Interlink Headline News Nº 4586 del Martes 21 de Agosto
EDITORIAL ADIOS A SILVIA. LA INTERRUPCION DE UNA RECONCILIACION TAN NECESARIA COMO DIFICIL Primera Parte de Dos

“Los intelectuales deben ceder los pensamientos, pero no la máquina de pensar”
Todo lo sólido se desvanece en el aire.
La genial descripción del fin de una era y el advenimiento de otra que pertenece al inescrutable Karl Marx y fue venteada por la intelectualidad postmoderna gracias a su reapropiación por parte de Marshall Berman, se va lentamente trasvasando a nuestra cotidianeidad letrada -tanto a nivel nacional como internacional.
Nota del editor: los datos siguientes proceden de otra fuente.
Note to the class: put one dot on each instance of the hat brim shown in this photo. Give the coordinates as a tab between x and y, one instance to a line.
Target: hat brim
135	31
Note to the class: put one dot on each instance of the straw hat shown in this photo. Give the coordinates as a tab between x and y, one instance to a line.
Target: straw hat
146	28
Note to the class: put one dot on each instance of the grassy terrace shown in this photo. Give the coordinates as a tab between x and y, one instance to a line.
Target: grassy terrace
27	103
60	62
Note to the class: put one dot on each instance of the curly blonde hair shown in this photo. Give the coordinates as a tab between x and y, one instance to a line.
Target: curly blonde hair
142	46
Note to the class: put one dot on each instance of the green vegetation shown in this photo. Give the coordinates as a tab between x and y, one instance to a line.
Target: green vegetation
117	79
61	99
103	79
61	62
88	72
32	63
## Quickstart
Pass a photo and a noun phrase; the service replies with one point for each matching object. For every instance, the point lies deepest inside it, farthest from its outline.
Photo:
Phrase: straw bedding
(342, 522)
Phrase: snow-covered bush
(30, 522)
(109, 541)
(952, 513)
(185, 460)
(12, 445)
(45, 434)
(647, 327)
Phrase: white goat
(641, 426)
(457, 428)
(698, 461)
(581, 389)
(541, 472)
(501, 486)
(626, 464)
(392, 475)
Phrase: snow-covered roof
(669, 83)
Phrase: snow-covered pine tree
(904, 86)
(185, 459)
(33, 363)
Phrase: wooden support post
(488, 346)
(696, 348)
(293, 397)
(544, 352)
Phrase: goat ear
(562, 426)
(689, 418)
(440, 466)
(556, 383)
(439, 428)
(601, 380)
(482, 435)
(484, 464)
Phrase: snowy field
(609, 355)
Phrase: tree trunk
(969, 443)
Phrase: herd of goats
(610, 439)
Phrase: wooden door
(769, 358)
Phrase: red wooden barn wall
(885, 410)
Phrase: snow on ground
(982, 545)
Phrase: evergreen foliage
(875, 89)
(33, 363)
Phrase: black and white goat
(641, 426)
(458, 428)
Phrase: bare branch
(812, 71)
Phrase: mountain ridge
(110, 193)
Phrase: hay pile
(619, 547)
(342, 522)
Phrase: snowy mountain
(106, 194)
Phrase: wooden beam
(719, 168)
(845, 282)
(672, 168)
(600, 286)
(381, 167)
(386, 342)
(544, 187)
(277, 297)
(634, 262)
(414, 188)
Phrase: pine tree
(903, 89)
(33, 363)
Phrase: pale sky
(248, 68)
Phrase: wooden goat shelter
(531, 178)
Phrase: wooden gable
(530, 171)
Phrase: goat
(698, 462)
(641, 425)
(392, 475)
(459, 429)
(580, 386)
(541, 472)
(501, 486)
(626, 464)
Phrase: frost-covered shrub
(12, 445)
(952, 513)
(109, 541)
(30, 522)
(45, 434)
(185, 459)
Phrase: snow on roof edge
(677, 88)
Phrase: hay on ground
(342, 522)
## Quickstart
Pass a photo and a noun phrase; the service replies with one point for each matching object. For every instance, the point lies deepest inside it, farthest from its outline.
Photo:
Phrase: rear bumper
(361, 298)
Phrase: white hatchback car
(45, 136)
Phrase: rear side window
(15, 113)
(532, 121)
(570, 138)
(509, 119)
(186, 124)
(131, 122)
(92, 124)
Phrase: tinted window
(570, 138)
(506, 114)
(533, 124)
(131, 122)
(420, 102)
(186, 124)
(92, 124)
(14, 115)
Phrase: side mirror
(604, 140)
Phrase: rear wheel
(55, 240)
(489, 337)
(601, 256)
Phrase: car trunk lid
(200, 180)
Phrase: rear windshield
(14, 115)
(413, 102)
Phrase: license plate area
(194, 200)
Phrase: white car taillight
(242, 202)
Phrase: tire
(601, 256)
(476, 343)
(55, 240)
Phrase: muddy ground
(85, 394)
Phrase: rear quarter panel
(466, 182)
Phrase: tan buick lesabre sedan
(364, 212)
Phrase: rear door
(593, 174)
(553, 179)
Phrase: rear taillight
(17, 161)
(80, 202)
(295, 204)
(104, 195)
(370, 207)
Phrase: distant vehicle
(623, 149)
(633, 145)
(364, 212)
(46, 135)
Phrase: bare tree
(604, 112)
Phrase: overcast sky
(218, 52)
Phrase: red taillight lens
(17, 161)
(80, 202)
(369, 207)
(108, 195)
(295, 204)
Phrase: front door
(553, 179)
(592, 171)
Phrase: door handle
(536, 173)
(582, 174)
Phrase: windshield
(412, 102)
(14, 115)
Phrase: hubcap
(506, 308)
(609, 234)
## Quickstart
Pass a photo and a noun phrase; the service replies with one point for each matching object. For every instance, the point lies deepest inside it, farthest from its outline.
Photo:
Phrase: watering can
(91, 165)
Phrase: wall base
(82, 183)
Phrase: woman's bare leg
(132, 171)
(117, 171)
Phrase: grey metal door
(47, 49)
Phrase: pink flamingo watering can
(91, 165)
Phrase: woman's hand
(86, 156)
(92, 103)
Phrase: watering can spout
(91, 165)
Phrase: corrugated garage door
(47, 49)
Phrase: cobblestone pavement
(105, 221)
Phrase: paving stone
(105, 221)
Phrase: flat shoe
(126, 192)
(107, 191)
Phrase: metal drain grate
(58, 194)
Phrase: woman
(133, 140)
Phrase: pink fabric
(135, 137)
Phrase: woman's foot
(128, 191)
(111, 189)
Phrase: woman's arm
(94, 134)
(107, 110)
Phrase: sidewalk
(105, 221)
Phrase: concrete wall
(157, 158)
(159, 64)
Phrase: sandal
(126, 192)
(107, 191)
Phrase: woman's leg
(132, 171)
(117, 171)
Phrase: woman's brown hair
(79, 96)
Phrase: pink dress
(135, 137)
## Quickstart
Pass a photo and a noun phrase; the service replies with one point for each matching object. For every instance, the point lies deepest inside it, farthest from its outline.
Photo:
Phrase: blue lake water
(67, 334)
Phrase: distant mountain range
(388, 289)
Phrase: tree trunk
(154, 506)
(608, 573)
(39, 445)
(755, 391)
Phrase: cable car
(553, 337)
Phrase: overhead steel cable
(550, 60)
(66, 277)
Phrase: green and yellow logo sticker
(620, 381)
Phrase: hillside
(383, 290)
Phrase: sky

Hace una semana murieron con apenas 24 horas de intervalo Michelangelo Antonioni e Ingmar Bergman. Nunca hemos hecho en este News un detalle de los grande inventores de las formas de pensar, narrar, diseñar, intervenir y ayudar a entender el mundo que hemos perdido en los últimos 12 años, pero sin extraviarnos en el inventario, comprobamos que inexorablemente se van yendo los mejores, los mas lúcidos, los inmarcesibles, aquellos que escapan a cualquier clasificación y que jamás transaron con los poderes establecidos pero mucho menos claudicaron en sus visiones y misiones juntando con una habilidad única la teoría con la praxis.
En la Argentina donde hay tan pocos que piensan y hacen -y donde sobran los funmdamentalistas de todo tipo incluyendo a los repúblicanos- hace 3 años perdimos a Ignacio Lewkowicz, un teórico de fuste que tenia muchisimo aun que dar y de quien en estos días estamos asistiendo a la publicación póstuma de.. (Ver Editorial del ILHN nº 3352 Una infausta noticia mueren jóvenes y productivos Ignacio Lewkowicz y su mujer Cristina Corea )
La semana pasada fue el turno de Silvia Bleichmar, una psicoanalista de teorías tomar quien cayó a manos de un cáncer en su plenitud. Porque la plenitud se dice de muchas maneras distintas. En su plenitud (florecimiento le decían los griegos a quien recién desplegaba todo su potencial a los 40 años) estaba Ignacio, pero en su plenitud también estaba Silvia -con sus 62 años recién cumplidos- aunque su obra hubiese sido mucho mas frondosa y sus acciones mucho mas visibles y efectivas que las de Ignacio, aunque toda competencia en estos menesteres es absurda.
Inicio tardío, partida temprana
Conocí a Silvia en 1994. Me contactó para formar parte de un grupo de no psicoanalistas con quienes quería dialogar en plena expansión de la interdisciplinariedad. La propuesta era encontrarnos, charlar y bocetar ideas -en su casa de la calle Talcahuano que daba a la plaza Libertad del otro lado del augusto Teatro Colón-a ser presentadas en un debate publico que tendría lugar muchos meses mas tarde en el Colegio Nacional Buenos Aires.
Fue de la partida Martín Vul como coordinador y el evento que recorrió un espinel que rara vez se cumple en nuestras latitudes cumplió con todas nuestras expectativas y deseos. Los convocados fuimos Anibal Ford, Alberto Kornblitt, Ricardo Bernardi, Luis Hornstein, Francisoc Naishtat, Denise Najmanovich, Janine Puguet y Fernando Ulloa.
Mucha discusión previa, una excelente convocatoria, un lleno total de publico en la augusta Sala Magna, primera vez que la pisaba en mi vida. Mucha discusión y mucho interés del público y finalmente una excelente publicación Temporalidad, determinación y Azar. LO reversible y lo irreversible Paidós, 1994. conteniendo los 10 trabajos y exposiciones y un cuidadoso prólogo a cargo de Silvia, en donde lograba articular en forma vehemente pero bien lograda las necesidades de revitalizar el psicoanálisis a través de un diálogo crítico con otras disciplinas en particular las ciencias duras, la filosofía y la epistemología.
Para Silvia en el orígen de esta convocatoria yacían solo las nociones pre-interpretadas de azar, determinación, temporalidad, tales como aparecen en el mundo de la vida y el desafio de controlar las diferentes construcciones que dan ugar, desde las categorías y relevancias apuntadas por cada uno de los autores. El lector, por su parte, debería situar en su recorrido de los textos los multiples caminos y aires de familias por donde la problemática se amplía y profundiza.
Movida por la urgencia y la vehemencia hacía las preguntas que un psicoanálisis adocenado hacía rato que no quería escuchar: ¿podrá posicionarse el psicoanálisis como campo del conocimiento a la altura del siglo XXI?, ¿caerá, como la alquimia ante la química, frente al avance arrollador de otros continentes científicos?